Posted by: Alan Allport at July 1, 2005 04:24 AM

The publisher's description includes this:

Challenging conventional wisdom about the origins of the war, Porter argues that the main impetus for military intervention in Vietnam came not from presidents Kennedy and Johnson but from high-ranking national security officials in their administrations who were heavily influenced by U.S. dominance over its Cold War foes. Porter argues that presidents Eisenhower, Kennedy, and Johnson were all strongly opposed to sending combat forces to Vietnam, but that both Kennedy and Johnson were strongly pressured by their national security advisers to undertake military intervention. Porter reveals for the first time that Kennedy attempted to open a diplomatic track for peace negotiations with North Vietnam in 1962 but was frustrated by bureaucratic resistance.

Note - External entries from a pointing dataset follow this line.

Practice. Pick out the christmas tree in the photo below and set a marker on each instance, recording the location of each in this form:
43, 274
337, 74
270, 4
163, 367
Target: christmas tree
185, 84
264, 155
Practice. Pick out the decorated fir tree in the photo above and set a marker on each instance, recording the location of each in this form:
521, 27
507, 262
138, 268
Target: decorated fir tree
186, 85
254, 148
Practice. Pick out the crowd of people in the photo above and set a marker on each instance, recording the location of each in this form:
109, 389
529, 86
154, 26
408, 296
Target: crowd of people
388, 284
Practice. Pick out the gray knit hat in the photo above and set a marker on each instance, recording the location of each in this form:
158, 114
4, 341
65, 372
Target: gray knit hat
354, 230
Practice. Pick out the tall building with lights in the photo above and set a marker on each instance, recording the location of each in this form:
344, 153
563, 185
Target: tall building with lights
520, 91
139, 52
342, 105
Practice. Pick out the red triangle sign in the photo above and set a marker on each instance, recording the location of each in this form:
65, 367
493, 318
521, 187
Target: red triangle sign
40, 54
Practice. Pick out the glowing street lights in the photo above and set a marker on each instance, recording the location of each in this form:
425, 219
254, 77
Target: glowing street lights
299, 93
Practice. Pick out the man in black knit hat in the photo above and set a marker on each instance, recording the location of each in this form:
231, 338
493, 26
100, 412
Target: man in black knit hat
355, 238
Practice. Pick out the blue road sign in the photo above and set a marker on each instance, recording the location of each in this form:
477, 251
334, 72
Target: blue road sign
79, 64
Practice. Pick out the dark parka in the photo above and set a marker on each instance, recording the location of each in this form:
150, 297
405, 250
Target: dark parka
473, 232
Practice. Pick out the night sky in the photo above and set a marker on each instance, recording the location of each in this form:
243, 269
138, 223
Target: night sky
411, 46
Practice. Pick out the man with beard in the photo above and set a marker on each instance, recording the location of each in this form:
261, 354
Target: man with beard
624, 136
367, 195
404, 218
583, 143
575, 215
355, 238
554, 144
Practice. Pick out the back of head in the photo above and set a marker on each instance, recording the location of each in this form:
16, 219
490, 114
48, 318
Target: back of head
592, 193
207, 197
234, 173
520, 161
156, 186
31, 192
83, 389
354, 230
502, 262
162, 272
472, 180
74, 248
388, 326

Significantly revising the historical account of a major turning point, Porter describes how Secretary of Defense Robert McNamara deliberately misled Johnson in the Gulf of Tonkin crisis, effectively taking the decision to bomb North Vietnam out of the president's hands.

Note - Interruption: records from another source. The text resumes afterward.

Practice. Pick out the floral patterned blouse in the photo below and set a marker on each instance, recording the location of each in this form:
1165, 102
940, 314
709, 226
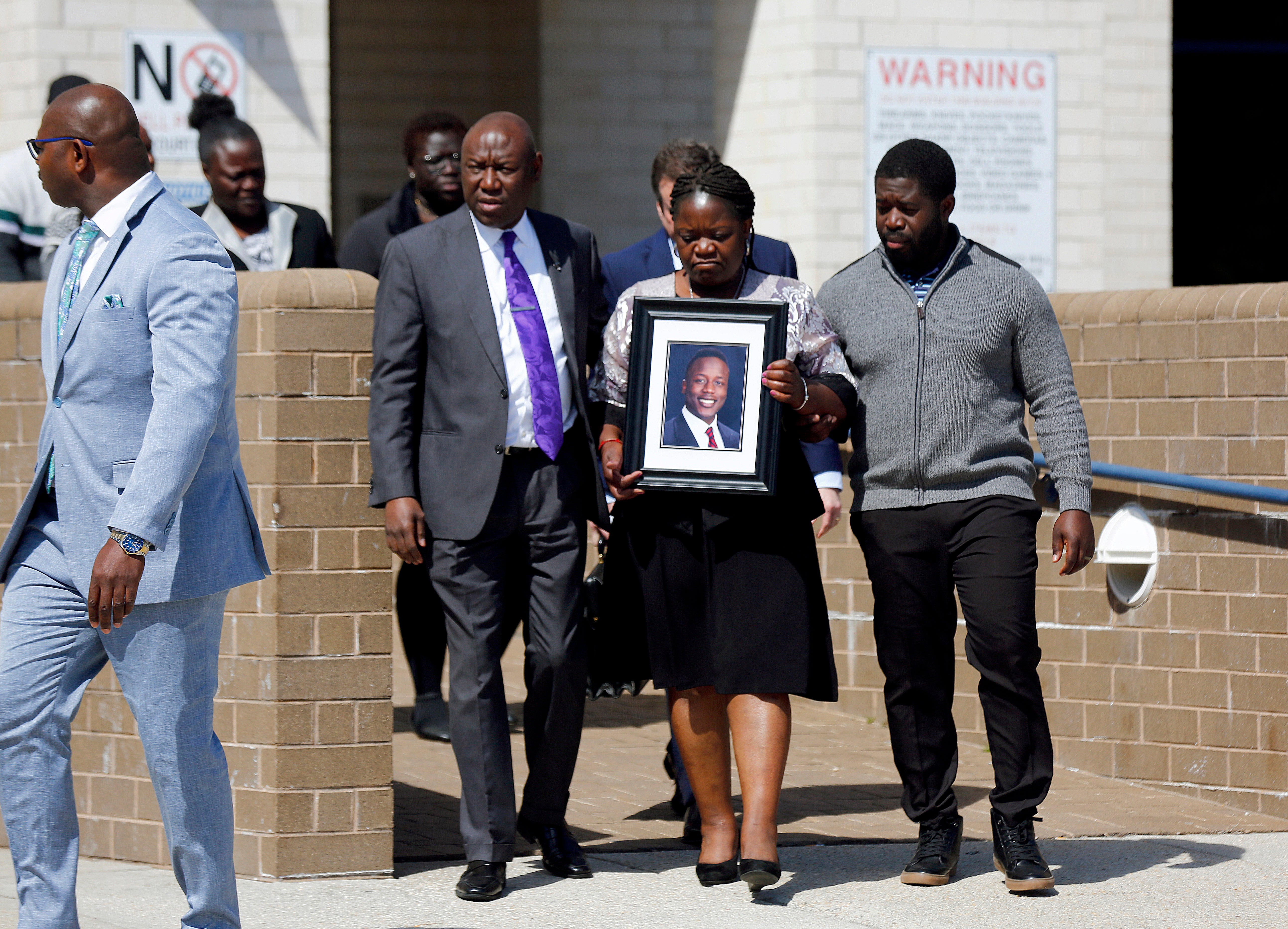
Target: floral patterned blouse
811, 342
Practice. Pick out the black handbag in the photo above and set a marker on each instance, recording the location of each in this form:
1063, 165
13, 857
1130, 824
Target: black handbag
617, 650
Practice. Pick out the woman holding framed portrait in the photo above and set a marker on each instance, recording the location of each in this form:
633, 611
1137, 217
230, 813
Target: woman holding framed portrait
713, 551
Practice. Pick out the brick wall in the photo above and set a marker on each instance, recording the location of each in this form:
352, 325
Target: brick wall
305, 700
393, 61
1188, 692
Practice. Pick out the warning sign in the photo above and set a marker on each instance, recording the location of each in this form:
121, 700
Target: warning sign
995, 113
165, 71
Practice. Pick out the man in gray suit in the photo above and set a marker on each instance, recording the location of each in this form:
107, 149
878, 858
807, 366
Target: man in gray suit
481, 439
138, 520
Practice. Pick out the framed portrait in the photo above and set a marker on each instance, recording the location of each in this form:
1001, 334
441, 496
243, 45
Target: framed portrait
697, 417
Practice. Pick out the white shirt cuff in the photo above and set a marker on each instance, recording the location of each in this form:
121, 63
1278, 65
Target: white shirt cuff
829, 479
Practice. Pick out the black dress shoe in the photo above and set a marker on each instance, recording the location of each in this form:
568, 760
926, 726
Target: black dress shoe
1016, 855
759, 874
484, 881
692, 827
720, 873
938, 850
561, 855
429, 720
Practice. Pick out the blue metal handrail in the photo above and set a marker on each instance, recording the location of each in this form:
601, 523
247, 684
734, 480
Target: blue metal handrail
1166, 479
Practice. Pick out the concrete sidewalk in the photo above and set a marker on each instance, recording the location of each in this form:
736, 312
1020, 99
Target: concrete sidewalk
1147, 883
841, 785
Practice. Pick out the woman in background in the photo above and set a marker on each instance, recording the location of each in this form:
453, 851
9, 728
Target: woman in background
259, 235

Posted by: Bobby Farouk at July 1, 2005 09:49 AM

Although to Bobby's comment it should be noted that publishers blurbs are written by people who have not actually read the book (I am not kidding about this).

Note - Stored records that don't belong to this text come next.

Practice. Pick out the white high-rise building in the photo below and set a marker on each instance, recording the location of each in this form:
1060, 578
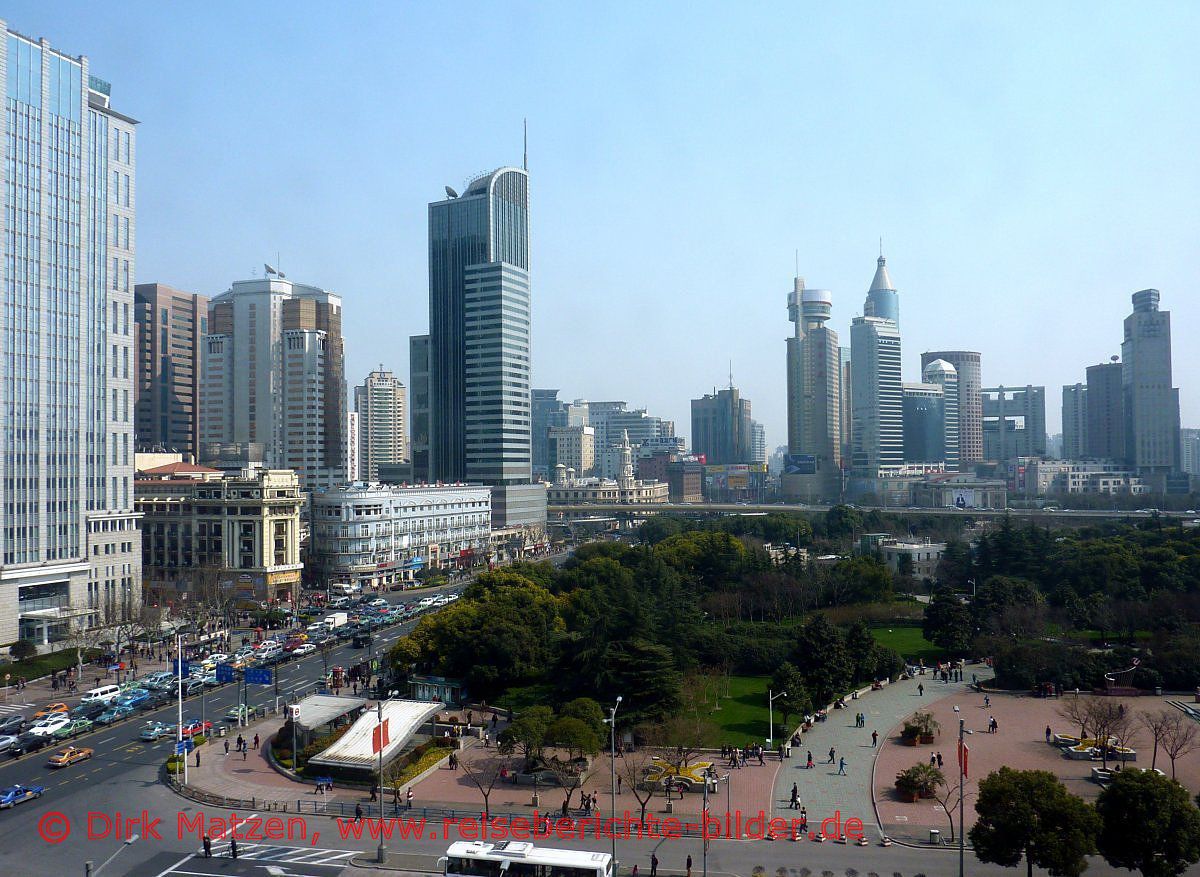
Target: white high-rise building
382, 406
70, 547
274, 373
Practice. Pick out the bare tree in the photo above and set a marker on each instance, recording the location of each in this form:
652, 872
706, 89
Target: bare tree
1157, 724
1180, 738
485, 773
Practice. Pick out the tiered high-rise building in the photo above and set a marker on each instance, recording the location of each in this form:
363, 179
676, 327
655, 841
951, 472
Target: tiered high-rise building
1151, 403
70, 547
813, 469
382, 404
171, 326
275, 373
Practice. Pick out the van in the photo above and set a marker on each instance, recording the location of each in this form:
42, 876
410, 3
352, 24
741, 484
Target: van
105, 694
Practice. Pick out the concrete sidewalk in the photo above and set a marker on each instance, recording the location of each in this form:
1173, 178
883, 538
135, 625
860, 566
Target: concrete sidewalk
823, 792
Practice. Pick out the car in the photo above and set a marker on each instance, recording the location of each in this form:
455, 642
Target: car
73, 728
12, 725
18, 794
133, 697
113, 714
195, 726
155, 731
49, 725
29, 742
69, 756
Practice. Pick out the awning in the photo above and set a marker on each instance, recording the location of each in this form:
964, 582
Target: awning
322, 709
354, 749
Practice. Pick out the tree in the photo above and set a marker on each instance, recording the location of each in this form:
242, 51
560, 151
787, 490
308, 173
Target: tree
1180, 738
485, 772
948, 623
1150, 824
1030, 814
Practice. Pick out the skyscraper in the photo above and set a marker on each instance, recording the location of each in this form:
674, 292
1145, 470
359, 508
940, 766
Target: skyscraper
382, 404
70, 548
1105, 413
814, 397
275, 373
479, 343
1074, 421
720, 427
171, 325
967, 365
877, 397
1151, 403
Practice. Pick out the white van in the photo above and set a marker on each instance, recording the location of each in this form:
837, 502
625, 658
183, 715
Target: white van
105, 694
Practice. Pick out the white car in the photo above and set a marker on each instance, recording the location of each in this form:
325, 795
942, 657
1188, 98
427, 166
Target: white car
51, 724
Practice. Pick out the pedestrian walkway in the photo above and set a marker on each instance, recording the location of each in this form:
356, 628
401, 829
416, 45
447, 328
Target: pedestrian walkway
823, 792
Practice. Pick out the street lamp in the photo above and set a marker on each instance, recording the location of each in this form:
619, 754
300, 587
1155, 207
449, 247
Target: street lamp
88, 871
612, 788
771, 713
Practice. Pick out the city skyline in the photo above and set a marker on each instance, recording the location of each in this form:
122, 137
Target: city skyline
1007, 214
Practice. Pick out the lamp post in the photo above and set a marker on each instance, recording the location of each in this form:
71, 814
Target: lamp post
89, 871
771, 713
612, 780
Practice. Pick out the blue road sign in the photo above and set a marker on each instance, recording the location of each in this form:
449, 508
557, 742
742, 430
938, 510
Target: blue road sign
258, 677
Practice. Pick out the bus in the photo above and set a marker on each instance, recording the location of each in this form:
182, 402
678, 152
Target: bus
521, 859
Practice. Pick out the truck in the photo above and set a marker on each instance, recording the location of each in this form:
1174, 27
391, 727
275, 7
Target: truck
336, 619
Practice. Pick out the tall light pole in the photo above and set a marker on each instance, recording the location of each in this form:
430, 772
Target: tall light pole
771, 713
612, 778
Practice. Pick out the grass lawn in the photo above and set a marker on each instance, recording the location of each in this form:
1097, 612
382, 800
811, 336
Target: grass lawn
909, 642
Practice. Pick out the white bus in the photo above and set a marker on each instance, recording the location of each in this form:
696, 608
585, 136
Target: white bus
521, 859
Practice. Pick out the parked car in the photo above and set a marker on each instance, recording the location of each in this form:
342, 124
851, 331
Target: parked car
73, 728
19, 794
69, 756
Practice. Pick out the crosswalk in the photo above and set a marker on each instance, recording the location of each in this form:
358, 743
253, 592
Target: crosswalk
285, 856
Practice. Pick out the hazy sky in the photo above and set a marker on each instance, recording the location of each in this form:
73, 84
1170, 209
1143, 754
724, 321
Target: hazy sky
1029, 168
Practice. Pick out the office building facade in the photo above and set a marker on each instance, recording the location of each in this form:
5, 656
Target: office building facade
382, 406
720, 427
275, 373
1105, 413
1014, 422
1151, 403
814, 397
967, 365
70, 547
171, 326
1074, 421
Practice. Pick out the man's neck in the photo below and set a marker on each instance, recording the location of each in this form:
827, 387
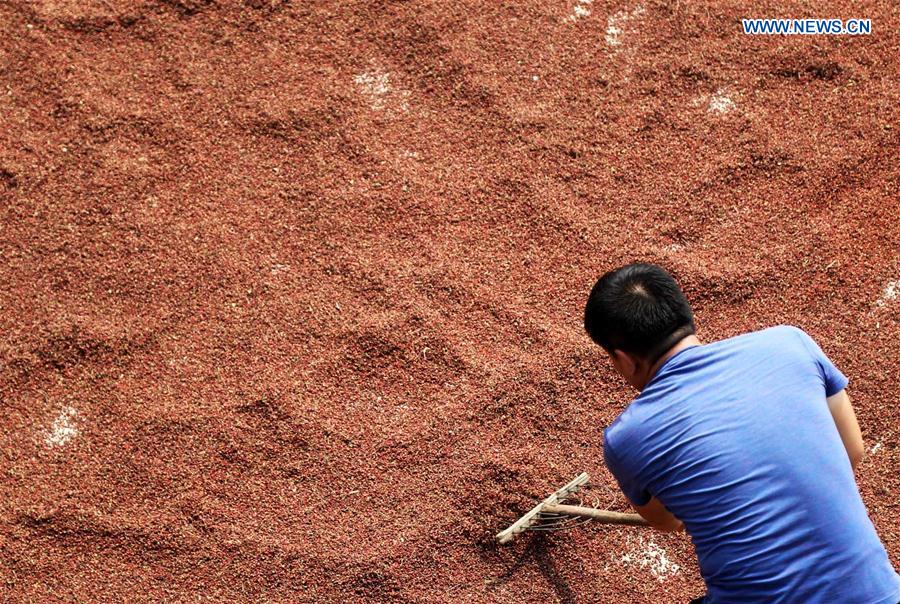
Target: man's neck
685, 342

Posted by: Alan Allport at July 2, 2005 12:35 PM

Do authors have the right to veto publishers' blurbs with which they disagree? (Wrt real publishers like UC Press, I mean?)

Posted by: Martha Bridegam at July 2, 2005 06:27 PM

I'm not sure about 'veto', but I know that authors are usually allowed a fair amount of discretion wrt jacket covers they dislike, etc. What the legal situation is I don't know.

Posted by: Alan Allport at July 2, 2005 07:50 PM

Well, the legal situation between publisher and writer is pretty much determined by contract and within certain very basic constraints the contracts are pretty much determined by custom and what the market will bear. So I was asking what's the custom.

Posted by: Martha Bridegam at July 2, 2005 08:15 PM

As the author of Perils of Dominance, I can tell you that Bacevich accurately reflected the thrust of my historical account of Vietnam policymaking in the Kennedy and Johnson administrations. I concluded that the legal fiction of presidential authority gave way to the political need to have the support of key national security advisers -- especially the Secretary of Defense, the National Security Adviser and the Chairman of the Joint Chiefs of Staff -- for any decision on Vietnam that risked Republican attack for having "lost" Vietnam. I document the fact that both Kennedy and Johnson had very good reason to believe that they were in the crosshairs of the Joint Chiefs on Vietnam, and that McNamara was the pivotal figure in the policymaking of both presidents.

So when you read Bacevich's review you can take it as a good summation of my thesis. It is profoundly revisionist in its view of the nature of that period of the Cold War (effectively unipolar, not bipolar balance of power as it has always been depicted) and the reasons for the natinal security elite to be drawn into war (U.S. dominance, not fear of falling dominoes).

Posted by: Gareth Porter at July 17, 2005 03:25 PM

Sorry Gareth, have only just seen this (accidentially) - thanks for the response.